Lokal emissionsfreies, leises und hoch effizientes Fahren bietet sich zunächst insbesondere in urbanen Ballungsräumen an, wo Einfahrtbeschränkungen und Umweltzonen mittlerweile keine Ausnahme mehr darstellen. Die zweite Generation des smart fortwo electric drive, die seit Mitte November 2009 in Kleinserie produziert wird, steht exemplarisch für ein urbanes Automobil. Mit einer kompletten Batterieladung schafft er eine stadtverkehrsgerechte Reichweite von bis zu 135 Kilometern, was für über drei Viertel aller Fahrer ausreichend ist.
Damit wird der Energiespeicher zur Schlüsseltechnologie?
Richtig. Entscheidende Voraussetzung für alle Elektroantriebssysteme ist ein leistungsfähiger, sicherer und zuverlässiger Energiespeicher. Die Performance des gesamten elektrischen Systems hängt von der Batterie ab, angefangen bei ihrer Speicherkapazität.
Aus diesem Grund legt Daimler das Augenmerk auf die Entwicklung einer leistungsstarken Traktionsbatterie. Sie muss eine lange Lebensdauer sowie hohe Crash-Sicherheit aufweisen und recyclingfähig sein. Alle diese Voraussetzungen bietet die neue Lithium-Ionen-Batterie, die sich inzwischen bereits bei Hybridanwendungen bewährt hat. Ihre Vorteile liegen insbesondere in ihren kompakten Abmessungen in Kombination mit einer deutlich höheren Leistungsfähigkeit im Vergleich zu bisherigen Nickel-Metallhydrid-Batterien.
Darüber hinaus zeichnet sie sich – dank des innovativen Kühlsystems und Temperaturmanagements – durch hohe klimaunabhängige Zuverlässigkeit und ein hervorragendes Kaltstartverhalten aus.
Außerdem beschäftigen wir uns mit weiteren zukunftsweisenden Batteriekonzepten. Unser Ziel ist es, die Energiedichte weiter zu steigern und das Gewicht zu reduzieren – auch wenn einige dieser Konzepte aus unserer Sicht noch weit von einer Serientauglichkeit entfernt sind.
Was bedeutet dies alles für die Daimler Strategie?

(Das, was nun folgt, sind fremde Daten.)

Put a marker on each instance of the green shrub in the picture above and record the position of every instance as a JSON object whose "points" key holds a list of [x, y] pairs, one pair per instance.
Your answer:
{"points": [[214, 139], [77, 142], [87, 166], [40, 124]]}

Das Ergebnis ist ein intelligenter Antriebsmix. Abhängig von Fahrzeugklasse, Einsatzprofil und Kundenwunsch bringen wir unterschiedliche Fahrzeugkonzepte mit maßgeschneiderten Antriebslösungen beim Kunden zum Einsatz. Im Langstreckenverkehr werden vor allem moderne Verbrennungsmotoren mit und ohne Hybridmodul, ergänzt durch Brennstoffzellenfahrzeuge, dominieren. Im Überlandverkehr kann dieses Straßenbild durch Plug-in-Hybride und Brennstoffzellenautos verstärkt werden. Im urbanen Verkehr – vor allem in den immer zahlreicheren Mega-Citys rund um den Globus – werden überwiegend lokal emissionsfreie Fahrzeugkonzepte mit Batterie- und Brennstoffzellenantrieb das Straßenbild prägen.

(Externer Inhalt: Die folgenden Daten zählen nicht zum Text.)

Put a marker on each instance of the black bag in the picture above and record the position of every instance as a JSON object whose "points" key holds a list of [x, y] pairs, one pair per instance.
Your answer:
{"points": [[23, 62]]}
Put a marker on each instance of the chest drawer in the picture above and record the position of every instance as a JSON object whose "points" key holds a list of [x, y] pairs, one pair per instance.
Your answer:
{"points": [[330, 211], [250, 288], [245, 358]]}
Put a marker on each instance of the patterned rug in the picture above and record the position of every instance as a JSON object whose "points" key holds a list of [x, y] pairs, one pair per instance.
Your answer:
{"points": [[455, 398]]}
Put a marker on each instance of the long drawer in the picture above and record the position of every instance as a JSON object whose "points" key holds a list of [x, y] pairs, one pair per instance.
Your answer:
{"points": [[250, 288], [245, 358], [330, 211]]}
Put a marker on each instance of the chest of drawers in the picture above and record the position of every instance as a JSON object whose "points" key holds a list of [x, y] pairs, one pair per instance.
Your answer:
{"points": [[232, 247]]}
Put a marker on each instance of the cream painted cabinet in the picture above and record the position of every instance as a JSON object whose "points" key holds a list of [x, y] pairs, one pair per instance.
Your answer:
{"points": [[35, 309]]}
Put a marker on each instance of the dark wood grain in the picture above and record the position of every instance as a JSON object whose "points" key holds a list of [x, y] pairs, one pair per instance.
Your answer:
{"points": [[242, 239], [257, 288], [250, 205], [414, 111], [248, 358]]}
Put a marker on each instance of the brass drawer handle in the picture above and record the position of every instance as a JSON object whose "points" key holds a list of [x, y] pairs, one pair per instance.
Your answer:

Ist es denkbar, dass eine große Mercedes-Benz Limousine weniger als vier Liter verbraucht?
Unser auf der IAA 2007 präsentierter Technologieträger Mercedes-Benz S 500 Plug-in HYBRID ist das weltweit erste Oberklassemodell in der Kategorie Dreiliterauto. Erreicht wurde das durch modernste Hybridantriebstechnik und gezielte Optimierungsmaßnahmen am Fahrzeug, speziell in den Bereichen Aerodynamik, Leichtbau und Energiemanagement bei.

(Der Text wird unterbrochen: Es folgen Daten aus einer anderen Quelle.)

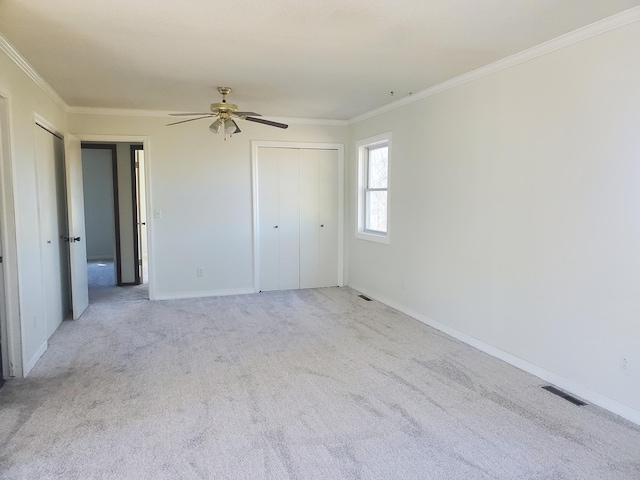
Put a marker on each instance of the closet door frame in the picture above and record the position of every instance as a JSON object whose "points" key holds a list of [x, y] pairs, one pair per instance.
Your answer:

Einen Ausblick auf die große Limousine mit Stern gibt unser Forschungsauto F 800 Style: Durch den effizienten Plug-in-Hybridantrieb erreicht er zusammen mit dem batterieelektrischen Fahrbetrieb einen zertifizierten Verbrauch von 2,9 l Benzin auf 100 Km. Daraus resultiert ein extrem niedriger CO2-Ausstoß von nur 68 g pro km. Unabhängig von der Antriebsart gilt also weiterhin: Komfortable, souveräne und sichere Premiumautomobile wie die Mercedes-Benz E- und S-Klasse zählen zu unseren Kernkompetenzen. Das wird auch in Zukunft so bleiben.